Magnifique adaptation du roman de
Stevenson, sans doute la plus réussie parmi les nombreuses versions qui se sont
succédé (1). Il exprime la volonté de la Paramount de s'immiscer dans la
course à l'horreur et aux monstres, aux côté des Dracula, Frankenstein et
autres Freaks.
Gothique
à souhait – avec la très belle ouverture à l'orgue sur une figure de
Bach – le film fait exploser à l'écran le style de Robert Mamoulian,
depuis la première séquence en caméra subjective, jusqu'aux jeux de
surimpressions magnifiques – lorsque Jekyll est hanté par la prostituée – en
passant par les transformations de Jekyll en Hyde, dont la première, une
séquence éblouissante. Mamoulian y intègre dans un plan séquence très mobile
autour d'un miroir, pour jouer de la découverte, par Jekyll lui-même autant que
par le spectateur, de sa transformation en Hyde.

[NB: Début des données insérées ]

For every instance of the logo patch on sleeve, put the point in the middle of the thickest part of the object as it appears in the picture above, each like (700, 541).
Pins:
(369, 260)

La volonté d'innovation de Mamoulian se marie très bien avec l'histoire fameuse de cette dichotomie entre la vertu et le vice, dichotomie que le film mélange progressivement avec habileté. Frederic March, qui est alors une grande star montante, est remarquable dans ce rôle, davantage peut-être en jeune médecin brillant, élégant et sûr de lui qu'en immonde Hyde, face noire et repoussante de la même pièce. Son personnage, d'ailleurs, est habilement construit, puisque ses tentations adultérines le titillent très vite et Hyde n'est alors que l'expression d'une idée qui avait déjà germé en Jekyll. Cette idée, que l'on peut voir comme tout à fait monstrueuse, est aussi, plus prosaïquement, une expression de la liberté que la société claquemurée dans ses principes lui refuse. Et le carcan – religieux notamment – qui impose aux fiancées de se tenir à distance pendant fort longtemps est nettement suggéré comme des catalyseurs qui font monter la monstruosité en Jekyll et amèneront Hyde).
(1) : On
retiendra également celle de Victor Fleming, avec Spencer Tracy.